A recent report1 by Canada Life shows that only one in three retirees (32%) take professional advice from a financial adviser. This means that the majority (68%) may not be fully exploring their options and aren’t putting in place the best pension arrangements for their personal circumstances. Figures show that many simply take the annuity or drawdown facility that their existing provider offers them, as they aren’t aware that they can shop around to get a better deal.
Key reasons given for not seeking professional help in retirement planning included confidence that they knew what they were doing on their own; the size of the pension pot not being large enough to bother asking for advice; and the cost of advice.

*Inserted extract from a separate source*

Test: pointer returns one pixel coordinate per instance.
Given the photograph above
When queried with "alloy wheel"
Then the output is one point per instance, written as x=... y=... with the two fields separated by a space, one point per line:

The Financial Conduct Authority has reported concerns that those who don’t take advice may be in danger of making poor investment decisions, or simply withdrawing cash from their pension pot and putting it into low return cash funds where it will be eroded by inflation.
Andrew Tully, Technical Director at Canada Life, said:
“A significant majority of people exercising their pension freedoms have turned their back on financial advice. We’ve exposed some pretty entrenched views on the value of financial advice, but many people are seemingly making complex decisions and potentially irreversible financial decisions unaided.
“I’d like to turn the debate on its head. Rather than talk about the cost of advice, we should instead promote the idea that people can’t afford not to get advice. It can often be just as cost effective, or even better value paying for advice, than not.
“Advice is much more likely to create better consumer outcomes than trying to go it alone with a DIY retirement.”
Talking to an independent financial adviser can be a great help in planning for retirement.